The organization was already in chaos following its eviction from Glendale’s Gila River Arena and subsequent move to Arizona State’s 5,000-seat hockey arena before the 2022–23 season. But Meruelo Jr.’s focus wasn’t on addressing the public blowback or ensuing logistical nightmares. During one Coyotes home game, Meruelo Jr. yanked about a half dozen team employees—including members of the social media team—away from their duties to instead field-trip to an area mall to show off new apparel from designer Rhuigi Villaseñor, according to two former employees.

Coyotes CEO and president Xavier Gutierrez, who had previously worked for the Meruelo Group—a business consulting firm, whose services span construction, gaming, and private equity—became the public face of the team when he was hired in June 2020. Behind closed doors, he also served as a mentor to Meruelo Jr. during the first several months of his tenure. But the relationship flipped as time went on: Multiple former employees tell FOS that for the last several months of the franchise’s existence, Meruelo Jr. had more power than Gutierrez within the organization.

“He was involved in everything, all the decision-making,” a former employee says. “Xavier was powerless. He couldn’t push back or influence him in any way. I feel for Xavier.”

With Meruelo Jr.’s growing influence, the power shift became too much for some members of the Coyotes organization. 

Gutierrez himself faded into the background as rumors swirled around the team’s sale and relocation to Salt Lake City, which became official in April. And there was a reason for that: Gutierrez stepped away from his day-to-day involvement with the team, according to a source with knowledge of the situation. Gutierrez declined to comment on his status when reached by FOS, although he lists ImpactX Sports Group—which he founded in April—along with the Coyotes as two companies he currently works for, according to his LinkedIn profile.

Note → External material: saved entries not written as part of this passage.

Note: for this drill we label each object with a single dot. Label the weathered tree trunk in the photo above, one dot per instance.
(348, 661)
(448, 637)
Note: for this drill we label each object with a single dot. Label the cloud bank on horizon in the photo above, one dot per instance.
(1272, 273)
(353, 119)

Minus Gutierrez, Alex Meruelo Jr. was left to inform the remaining dozen or so Coyotes employees on Monday that his father was abandoning efforts to revive the team. The move came days after the Arizona State Land Department canceled an auction for 110 acres of prime real estate in north Phoenix—the crucial part of the Meruelos’ effort to restart the franchise as an expansion team. 

The Phoenix NHL market is now totally open to another ownership group to start over. After Meruelo abandoned his push, the NHL’s Board of Governors voted to terminate his exclusivity rights at a meeting earlier this week, a source with knowledge of the meeting tells FOS

For the NHL to work in the desert, it will need two things the team hasn’t had for decades: stable ownership with allies within the community as well as an easily accessible arena. NHL commissioner Gary Bettman and the other team owners remain hopeful they’ll find stability and are keen on returning Phoenix to the league’s fold.

If for no other reason, there is still a financial opportunity in Arizona.

“Bettman contorted himself into a pretzel to keep the team in Phoenix because of the size of the TV market,” says Helene Elliott, a former longtime Los Angeles Times columnist and the first female journalist to win the Hockey Hall of Fame’s Ferguson Memorial Award for her decades covering the NHL. “Bettman’s job is to make money for his owners and those owners are going to make more money, theoretically, with a TV contract that includes Phoenix as the 11th-largest U.S. market than Quebec City.”